Let’s pretend there was a consensus of malicious internet companies, and a sufficient number of people wished to strip those companies of their power. That group of people could establish a new network of DNS servers which specifically refuse to resolve the perceived malicious domains.
Let’s just take one example. Let’s pretend there is a website that serves video content, but this website tracks its users aggressively. Their domain is example.com.
Even some of the users who dislike the example.com service might want to be able to consume the video content, so there could even be proxy servers which would provide access to the content without allowing things like the tracking javascript to leak through.
I’m massively oversimplifying the technical details of how this would be achieved, but I’m just curious if anyone else had considered this possibility.
Maybe DNS is the wrong layer to execute this political action, but I feel like there exists a technical approach to such political action.

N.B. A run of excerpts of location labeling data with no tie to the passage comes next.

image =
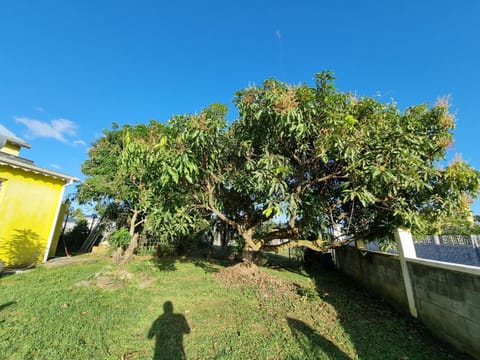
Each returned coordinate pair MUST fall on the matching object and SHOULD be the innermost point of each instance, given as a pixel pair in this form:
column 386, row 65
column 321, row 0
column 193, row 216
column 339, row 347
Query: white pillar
column 406, row 250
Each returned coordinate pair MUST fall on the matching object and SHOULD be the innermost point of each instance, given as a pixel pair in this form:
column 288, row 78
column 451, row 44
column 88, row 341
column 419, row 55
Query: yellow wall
column 10, row 148
column 28, row 203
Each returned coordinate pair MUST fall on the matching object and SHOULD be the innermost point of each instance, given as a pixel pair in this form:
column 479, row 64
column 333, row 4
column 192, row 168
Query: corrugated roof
column 8, row 135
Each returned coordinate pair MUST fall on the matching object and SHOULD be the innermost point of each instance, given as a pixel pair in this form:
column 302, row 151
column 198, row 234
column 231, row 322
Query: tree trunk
column 250, row 251
column 130, row 250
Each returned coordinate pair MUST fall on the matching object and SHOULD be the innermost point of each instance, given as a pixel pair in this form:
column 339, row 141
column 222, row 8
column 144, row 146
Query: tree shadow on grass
column 168, row 330
column 165, row 264
column 375, row 329
column 312, row 343
column 7, row 304
column 206, row 266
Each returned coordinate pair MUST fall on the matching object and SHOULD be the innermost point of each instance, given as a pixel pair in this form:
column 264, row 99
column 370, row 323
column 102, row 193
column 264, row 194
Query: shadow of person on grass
column 313, row 343
column 168, row 330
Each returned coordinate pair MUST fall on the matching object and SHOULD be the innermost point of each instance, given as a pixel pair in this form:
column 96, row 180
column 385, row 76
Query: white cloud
column 58, row 129
column 79, row 142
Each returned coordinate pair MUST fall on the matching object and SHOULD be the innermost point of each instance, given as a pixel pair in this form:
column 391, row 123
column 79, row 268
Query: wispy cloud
column 79, row 142
column 58, row 129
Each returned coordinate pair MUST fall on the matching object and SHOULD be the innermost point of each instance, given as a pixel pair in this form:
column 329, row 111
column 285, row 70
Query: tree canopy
column 327, row 166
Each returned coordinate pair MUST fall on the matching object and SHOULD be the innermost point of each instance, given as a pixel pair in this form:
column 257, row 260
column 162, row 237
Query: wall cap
column 473, row 270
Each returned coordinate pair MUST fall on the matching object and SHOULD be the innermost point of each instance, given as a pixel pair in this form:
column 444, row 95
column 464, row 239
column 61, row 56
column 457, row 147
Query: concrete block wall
column 446, row 296
column 378, row 272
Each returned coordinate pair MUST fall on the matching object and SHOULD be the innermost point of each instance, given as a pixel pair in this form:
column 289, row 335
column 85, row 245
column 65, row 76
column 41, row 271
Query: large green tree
column 328, row 166
column 335, row 166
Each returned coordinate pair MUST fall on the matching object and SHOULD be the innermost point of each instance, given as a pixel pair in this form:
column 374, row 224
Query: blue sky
column 68, row 69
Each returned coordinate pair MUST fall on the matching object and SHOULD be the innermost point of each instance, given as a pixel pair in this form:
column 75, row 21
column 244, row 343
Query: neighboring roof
column 21, row 163
column 6, row 134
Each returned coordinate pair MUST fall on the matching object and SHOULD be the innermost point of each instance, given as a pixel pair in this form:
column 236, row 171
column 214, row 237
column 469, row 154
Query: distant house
column 30, row 205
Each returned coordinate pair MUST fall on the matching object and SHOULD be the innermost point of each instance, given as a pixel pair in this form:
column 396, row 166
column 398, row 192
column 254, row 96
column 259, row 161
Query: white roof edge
column 37, row 169
column 10, row 136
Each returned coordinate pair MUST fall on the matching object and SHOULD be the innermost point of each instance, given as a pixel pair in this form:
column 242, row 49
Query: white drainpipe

Edit: I completely glossed over the SSL/CA implications of the proxying service, not because I don’t know the implications exist, but because it’s a complicated topic, and I’m not exactly sure how best to resolve it, especially for users who would not understand the risks of sharing things like user credentials over a proxy service like this.
I hope this can serve more as a discussion starting point than a prescription.
One more clarification: I imagine something like one or more Political Action Committees running these DNS servers. That person or group of people would choose a list of domains to blacklist, and deny DNS resolution for those domains or resolve to 127.0.0.1.
But it would be next to impossible to achieve this. Who and how would determine if a said entity is malicious? Where would the line be drawn? More importantly who would be able to spend their time on a) maintaining the said server, b) moderating the data-base of malicious entities, c) etc etc?
Yes, but all people have different needs, threat models and levels to which they are comfortable going to to protect their privacy. Accounting for all of them would be impossible I think. Additionally, while tools like uMatrix and Pi-hole provide an easy and more importantly instant way of blocking/unblocking a particular IP address, with DNS it is a lot more difficult (at least I don’t think I know any easy way to configure this).
People should totally boycott crappy companies, but there’s a much more easier way to do this:
Just don’t use them. At all.
I was talking about establishing a pattern of behavior. Like minded people get together, decide companies A, B, and C really suck. Set up a “Political Action DNS Server.” Block those three sites. Publish the DNS server somewhere with those details (A, B, C blocked.) People can subscribe if the want.
Group 2 likes C but doesn’t like D, repeats the behavior with A, B, and D blocked.
Not one ring to rule them all.
I get where you’re coming from here, and I have already done it. This idea is something I had in mind for people with less willpower.